A mon avis, de nombreux habitants de la Russie pourraient présenter les mêmes "griefs" à la guerre. En effet, selon les sondages d'opinion, 64% des Russes d'aujourd'hui ont des parents qui ont péri pendant la Grande Guerre patriotique de 1941-1945. Certains combattants ont été blessés et sont devenus invalides, d'autres ont été détenus dans les camps de concentration, faits prisonniers ou se sont retrouvés à l'étranger après la guerre. Le jour de l'affliction, on s'en souvient aussi.

66 ans se sont écoulés depuis le début de la guerre, mais, pour les vieilles générations, ce n'est pas un sujet historique, un chapitre de livre, une info parmi d'autres, mais une part de leur vie. Les chenilles des chars ont brisé les destins des gens, laissant pour toujours dans leur âme des plaies béantes et l'amertume des pertes. Le souvenir de la guerre aurait dû, semble-t-il, s'ancrer profondément dans le peuple au niveau génétique. Cependant, le brouillard de l'oubli estompe de plus en plus les terribles années 40. La jeunesse actuelle, en tout cas, pour une part considérable, se désintéresse des souvenirs de cette époque-là et des derniers témoins des exploits massifs accomplis sur les champs de bataille et à l'arrière.

Il y a sept ans, j'ai participé à un sondage effectué parmi les élèves des grandes classes de quatre villes russes. Les résultats sont affligeants. Seuls 34% des écoliers connaissaient la date du début de la guerre. 93% d'entre eux ont affirmé que les troupes américaines, britanniques et françaises avaient participé à la prise de Berlin, 81% n'ont rien pu dire à propos du procès de Nuremberg.

La situation n'a pas changé depuis sept ans, elle a même empiré. Au cours d'un sondage parmi les étudiants de Krasnoïarsk, seul un sur cinq a su répondre à la question "qu'est-ce qui est arrivé le 22 juin 1941?" Un sondage national effectué par la Fondation Opinion publique parmi les Russes âgés de 18 à 35 ans a donné pratiquement les mêmes résultats. Ont-ils la mémoire courte?

Certes, j'étais enfant à l'époque où les souvenirs de la guerre étaient encore vivaces. On en parlait sans cesse le soir. Il y avait des photographies jaunies de gens en vareuses, vivants et déjà morts, de maisons ruinées... Pour la jeunesse d'aujourd'hui, c'est de l'histoire lointaine, de même que les guerres hussites pour la vieille génération actuelle, un chapitre du manuel qu'il faut apprendre et oublier après l'examen.
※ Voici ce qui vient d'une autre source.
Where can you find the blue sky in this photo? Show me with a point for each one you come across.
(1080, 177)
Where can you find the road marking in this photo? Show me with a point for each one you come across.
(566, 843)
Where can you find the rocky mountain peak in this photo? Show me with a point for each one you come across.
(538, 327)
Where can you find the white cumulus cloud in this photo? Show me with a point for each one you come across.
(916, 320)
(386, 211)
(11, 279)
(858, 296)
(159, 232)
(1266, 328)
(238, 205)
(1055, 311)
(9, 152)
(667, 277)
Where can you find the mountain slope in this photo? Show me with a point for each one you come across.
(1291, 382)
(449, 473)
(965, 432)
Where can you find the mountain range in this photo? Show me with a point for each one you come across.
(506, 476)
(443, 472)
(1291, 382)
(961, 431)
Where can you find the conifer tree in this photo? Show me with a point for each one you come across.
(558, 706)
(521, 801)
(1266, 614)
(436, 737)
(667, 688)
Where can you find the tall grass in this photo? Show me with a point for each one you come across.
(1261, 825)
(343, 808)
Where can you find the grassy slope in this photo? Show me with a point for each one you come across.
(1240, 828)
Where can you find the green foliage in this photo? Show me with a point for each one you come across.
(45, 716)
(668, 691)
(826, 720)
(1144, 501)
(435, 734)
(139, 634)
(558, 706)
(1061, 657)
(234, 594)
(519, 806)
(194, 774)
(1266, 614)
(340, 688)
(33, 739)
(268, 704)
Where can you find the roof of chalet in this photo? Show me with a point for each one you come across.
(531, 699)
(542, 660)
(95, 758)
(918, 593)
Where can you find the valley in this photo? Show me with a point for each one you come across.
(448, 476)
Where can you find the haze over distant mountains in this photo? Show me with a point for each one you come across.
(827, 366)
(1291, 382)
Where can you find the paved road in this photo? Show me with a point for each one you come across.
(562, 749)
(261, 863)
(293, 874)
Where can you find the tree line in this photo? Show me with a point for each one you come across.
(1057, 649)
Mais la raison de mon inquiétude est autre: dans l'esprit des jeunes d'aujourd'hui, les représentations de l'exploit de leurs grands-pères et du mal contre lequel ils avaient combattu subissent des changements. D'après les données de la Fondation Opinion publique, 15% des jeunes estiment que le fascisme, en tant que conception du monde, comporte des idées positives. Lorsqu'on a demandé aux étudiants de Moscou ce qu'il serait arrivé à notre pays en cas de victoire de l'Allemagne, un tiers a répondu "rien", un sur dix "on vivrait mieux" et 5% se sont, en fait, prononcés en faveur de la victoire hypothétique des Allemands.

Il s'avère que cela est aujourd'hui possible chez nous, tout comme le fait que les germes du nazisme se mettent à pousser sur notre terre imprégnée du sang de nos soldats. D'après les données du ministère de l'Intérieur, 150 groupements de jeunesse extrémistes agissent actuellement en Russie. Selon les militants des droits de l'homme, il y en a plus. Selon les statistiques du Centre d'analyse et d'information SOVA, rien qu'au cours des cinq premiers mois de cette année, 245 personnes ont été battues ou poignardées par des extrémistes, et 32 personnes en sont mortes.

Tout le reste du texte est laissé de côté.